Como é difícil abdicar de velhos ódios

Vamos lá acabar com eles!Logo após a notícia do encontro em Istambul, dos ministros dos Negócios Estrangeiros de Israel e do Paquistão, Silvan Shalom e Khursheed Kasuri, milhares de pessoas manifestaram-se em Carachi e outras cidades paquistanesas, contra a possibilidade de aquele país islâmico poder, no futuro, reconhecer a existência da tão odiada "entidade sionista".

No ano passado, episódios idênticos verificaram-se na Indonésia. Na altura, milhares de pessoas marcharam em Jacarta contra qualquer diálogo com o "pequeno Satã". (A denominação é iraniana, mas, a par do petróleo, é uma das principais exportações do país dos ayatollas.)
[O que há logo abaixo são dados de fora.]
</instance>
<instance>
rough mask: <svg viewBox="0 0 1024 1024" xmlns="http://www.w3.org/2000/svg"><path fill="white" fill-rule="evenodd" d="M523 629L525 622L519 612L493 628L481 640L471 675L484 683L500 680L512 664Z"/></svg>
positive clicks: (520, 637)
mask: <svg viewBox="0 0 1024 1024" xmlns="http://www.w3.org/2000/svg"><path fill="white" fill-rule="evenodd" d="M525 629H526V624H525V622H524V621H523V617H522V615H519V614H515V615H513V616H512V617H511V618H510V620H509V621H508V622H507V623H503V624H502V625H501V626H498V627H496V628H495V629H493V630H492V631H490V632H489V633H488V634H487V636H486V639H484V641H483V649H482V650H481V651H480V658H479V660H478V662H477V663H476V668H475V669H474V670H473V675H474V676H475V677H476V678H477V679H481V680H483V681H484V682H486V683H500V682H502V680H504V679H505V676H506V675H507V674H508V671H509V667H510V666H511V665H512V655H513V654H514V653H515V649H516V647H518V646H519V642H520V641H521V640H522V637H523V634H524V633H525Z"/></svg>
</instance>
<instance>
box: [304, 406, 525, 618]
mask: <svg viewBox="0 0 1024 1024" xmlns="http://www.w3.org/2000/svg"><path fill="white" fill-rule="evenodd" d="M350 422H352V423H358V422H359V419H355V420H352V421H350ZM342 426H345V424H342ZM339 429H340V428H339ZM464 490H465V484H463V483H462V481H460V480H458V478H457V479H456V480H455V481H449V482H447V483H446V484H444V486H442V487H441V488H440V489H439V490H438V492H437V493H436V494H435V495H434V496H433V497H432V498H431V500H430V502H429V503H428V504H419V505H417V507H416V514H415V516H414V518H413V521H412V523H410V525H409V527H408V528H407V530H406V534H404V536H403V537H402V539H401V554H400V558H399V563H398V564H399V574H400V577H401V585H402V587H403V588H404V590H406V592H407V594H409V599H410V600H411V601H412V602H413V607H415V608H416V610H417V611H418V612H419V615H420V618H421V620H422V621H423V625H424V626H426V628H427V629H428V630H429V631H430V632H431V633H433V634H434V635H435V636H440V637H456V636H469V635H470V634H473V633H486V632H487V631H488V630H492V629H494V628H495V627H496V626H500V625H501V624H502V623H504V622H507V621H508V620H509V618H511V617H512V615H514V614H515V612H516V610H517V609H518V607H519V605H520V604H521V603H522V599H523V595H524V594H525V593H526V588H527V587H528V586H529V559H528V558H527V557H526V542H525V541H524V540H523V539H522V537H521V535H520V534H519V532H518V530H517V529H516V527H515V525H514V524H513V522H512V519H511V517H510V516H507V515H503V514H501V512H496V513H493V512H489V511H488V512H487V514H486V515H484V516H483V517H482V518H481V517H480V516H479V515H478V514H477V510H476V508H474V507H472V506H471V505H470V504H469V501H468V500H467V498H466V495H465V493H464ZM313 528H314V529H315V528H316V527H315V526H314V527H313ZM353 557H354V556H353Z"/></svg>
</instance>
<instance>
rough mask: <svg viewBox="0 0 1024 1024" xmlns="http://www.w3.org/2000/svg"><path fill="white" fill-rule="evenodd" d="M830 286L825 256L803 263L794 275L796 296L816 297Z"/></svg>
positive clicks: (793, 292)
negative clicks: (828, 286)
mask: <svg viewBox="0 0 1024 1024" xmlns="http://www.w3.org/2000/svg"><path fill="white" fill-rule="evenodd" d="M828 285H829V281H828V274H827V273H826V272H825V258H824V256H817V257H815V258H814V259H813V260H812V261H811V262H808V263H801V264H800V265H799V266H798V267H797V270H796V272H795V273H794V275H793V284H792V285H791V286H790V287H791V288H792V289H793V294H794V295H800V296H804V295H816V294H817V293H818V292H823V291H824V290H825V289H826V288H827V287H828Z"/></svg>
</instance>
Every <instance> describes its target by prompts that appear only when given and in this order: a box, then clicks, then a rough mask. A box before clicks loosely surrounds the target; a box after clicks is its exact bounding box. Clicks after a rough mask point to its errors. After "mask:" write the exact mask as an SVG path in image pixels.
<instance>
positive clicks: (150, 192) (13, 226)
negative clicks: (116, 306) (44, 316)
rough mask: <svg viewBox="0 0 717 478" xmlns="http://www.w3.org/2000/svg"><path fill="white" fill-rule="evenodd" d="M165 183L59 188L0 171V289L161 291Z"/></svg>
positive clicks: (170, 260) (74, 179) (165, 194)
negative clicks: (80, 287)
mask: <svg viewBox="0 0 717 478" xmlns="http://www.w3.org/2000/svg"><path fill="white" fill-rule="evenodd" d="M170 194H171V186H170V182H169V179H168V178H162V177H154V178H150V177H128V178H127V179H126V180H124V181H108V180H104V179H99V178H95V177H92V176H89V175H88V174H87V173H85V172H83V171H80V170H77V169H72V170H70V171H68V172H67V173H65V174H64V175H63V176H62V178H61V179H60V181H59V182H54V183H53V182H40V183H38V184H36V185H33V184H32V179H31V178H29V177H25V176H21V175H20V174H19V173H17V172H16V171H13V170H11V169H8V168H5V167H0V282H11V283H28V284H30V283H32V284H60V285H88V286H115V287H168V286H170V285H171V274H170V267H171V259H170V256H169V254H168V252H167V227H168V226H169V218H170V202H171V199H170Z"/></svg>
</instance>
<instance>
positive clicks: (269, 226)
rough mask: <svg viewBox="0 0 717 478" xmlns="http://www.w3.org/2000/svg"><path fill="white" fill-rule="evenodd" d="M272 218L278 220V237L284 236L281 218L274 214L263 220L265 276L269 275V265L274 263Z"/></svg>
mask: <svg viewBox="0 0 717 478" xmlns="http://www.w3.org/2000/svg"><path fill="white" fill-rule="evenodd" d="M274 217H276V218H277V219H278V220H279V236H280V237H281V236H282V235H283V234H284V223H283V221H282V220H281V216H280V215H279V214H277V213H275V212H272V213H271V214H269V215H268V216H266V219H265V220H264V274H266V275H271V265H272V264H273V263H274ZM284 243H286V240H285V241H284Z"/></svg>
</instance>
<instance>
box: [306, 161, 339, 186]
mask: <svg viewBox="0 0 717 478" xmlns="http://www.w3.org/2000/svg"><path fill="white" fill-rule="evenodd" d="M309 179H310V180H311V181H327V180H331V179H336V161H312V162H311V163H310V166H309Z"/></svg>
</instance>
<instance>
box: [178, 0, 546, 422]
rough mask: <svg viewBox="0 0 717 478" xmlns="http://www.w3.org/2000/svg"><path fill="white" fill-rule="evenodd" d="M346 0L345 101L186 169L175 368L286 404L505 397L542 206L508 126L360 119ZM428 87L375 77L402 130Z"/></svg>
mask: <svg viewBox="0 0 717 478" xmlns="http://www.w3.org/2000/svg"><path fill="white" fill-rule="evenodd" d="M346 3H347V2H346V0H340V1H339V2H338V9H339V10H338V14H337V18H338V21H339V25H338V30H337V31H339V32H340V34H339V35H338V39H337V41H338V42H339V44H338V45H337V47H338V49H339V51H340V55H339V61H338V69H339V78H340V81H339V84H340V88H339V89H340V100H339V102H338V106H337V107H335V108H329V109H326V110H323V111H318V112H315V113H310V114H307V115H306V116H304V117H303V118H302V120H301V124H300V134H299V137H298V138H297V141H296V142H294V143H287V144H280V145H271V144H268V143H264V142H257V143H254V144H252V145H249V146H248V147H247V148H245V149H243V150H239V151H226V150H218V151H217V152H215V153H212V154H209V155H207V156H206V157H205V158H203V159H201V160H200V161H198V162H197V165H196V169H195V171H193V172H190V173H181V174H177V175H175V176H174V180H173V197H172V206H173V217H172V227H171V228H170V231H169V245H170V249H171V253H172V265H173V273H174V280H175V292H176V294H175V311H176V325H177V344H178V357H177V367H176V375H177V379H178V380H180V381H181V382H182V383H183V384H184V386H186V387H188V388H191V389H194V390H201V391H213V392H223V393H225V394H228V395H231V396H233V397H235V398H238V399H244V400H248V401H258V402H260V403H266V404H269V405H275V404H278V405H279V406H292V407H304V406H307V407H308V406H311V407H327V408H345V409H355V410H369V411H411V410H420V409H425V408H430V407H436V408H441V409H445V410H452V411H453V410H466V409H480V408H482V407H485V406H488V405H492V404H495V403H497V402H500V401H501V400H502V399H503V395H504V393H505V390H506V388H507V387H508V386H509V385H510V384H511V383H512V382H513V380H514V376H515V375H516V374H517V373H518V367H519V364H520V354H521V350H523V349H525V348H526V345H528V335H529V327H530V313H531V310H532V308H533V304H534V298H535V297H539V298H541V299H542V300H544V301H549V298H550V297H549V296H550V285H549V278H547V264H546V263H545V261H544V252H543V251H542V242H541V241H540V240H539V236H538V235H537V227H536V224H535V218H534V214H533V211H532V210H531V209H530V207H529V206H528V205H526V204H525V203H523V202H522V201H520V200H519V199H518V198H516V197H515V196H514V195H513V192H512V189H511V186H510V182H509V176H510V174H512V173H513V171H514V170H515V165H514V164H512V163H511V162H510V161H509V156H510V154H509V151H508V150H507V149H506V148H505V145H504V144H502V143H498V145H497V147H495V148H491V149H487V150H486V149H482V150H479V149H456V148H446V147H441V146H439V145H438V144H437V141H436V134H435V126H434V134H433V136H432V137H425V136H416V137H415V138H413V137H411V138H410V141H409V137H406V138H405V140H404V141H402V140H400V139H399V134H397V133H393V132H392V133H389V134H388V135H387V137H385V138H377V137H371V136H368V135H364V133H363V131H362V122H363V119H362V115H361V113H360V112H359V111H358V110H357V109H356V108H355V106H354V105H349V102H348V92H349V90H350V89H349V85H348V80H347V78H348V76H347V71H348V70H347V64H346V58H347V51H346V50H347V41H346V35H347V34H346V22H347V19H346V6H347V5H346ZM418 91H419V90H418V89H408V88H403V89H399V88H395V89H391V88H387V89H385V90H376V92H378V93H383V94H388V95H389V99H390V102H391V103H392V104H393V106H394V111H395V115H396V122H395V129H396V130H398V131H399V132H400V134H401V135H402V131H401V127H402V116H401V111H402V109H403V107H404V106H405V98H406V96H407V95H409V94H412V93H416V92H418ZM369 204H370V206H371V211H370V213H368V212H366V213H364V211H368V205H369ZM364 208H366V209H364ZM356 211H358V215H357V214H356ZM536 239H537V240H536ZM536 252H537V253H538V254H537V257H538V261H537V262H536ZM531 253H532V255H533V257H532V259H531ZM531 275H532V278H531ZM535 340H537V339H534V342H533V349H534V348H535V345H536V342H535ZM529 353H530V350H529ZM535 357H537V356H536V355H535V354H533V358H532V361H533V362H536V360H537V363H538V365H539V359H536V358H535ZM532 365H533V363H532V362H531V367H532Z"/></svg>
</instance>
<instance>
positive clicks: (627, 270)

O mundo islâmico parece suspenso pela situação entre Israel e os Palestinianos. As campanhas políticas, os discursos, para conseguirem a adesão (e histeria) popular, têm de se afirmar como defensores da causa palestiniana. Porque a causa palestiniana é "A Causa". Quando se quer fugir da discussão dos problemas do país ou da região, invoca-se como o entrave a todos os avanços. Mesmo no Paquistão.

Nada se resolve, em nada se avança no mundo árabe, enquanto os Palestinianos não tiverem o seu problema resolvido. Nem a questão dos direitos das mulheres, a liberdade religiosa e política, a corrupção, o desenvolvimento sócio-económico, o analfabetismo, a democracia. Nada. A Causa está à frente de tudo.

Por isso é importante continuar com a luta. Seja pela queima de bandeiras sionistas, seja pelo embargo às empresas que têm negócios em Israel (uma das máximas actuais de alguns grupos anti-globalização, em especial europeus), ou ao impedimento da entrada no país a todos os que tenham um infame carimbo israelita no passaporte.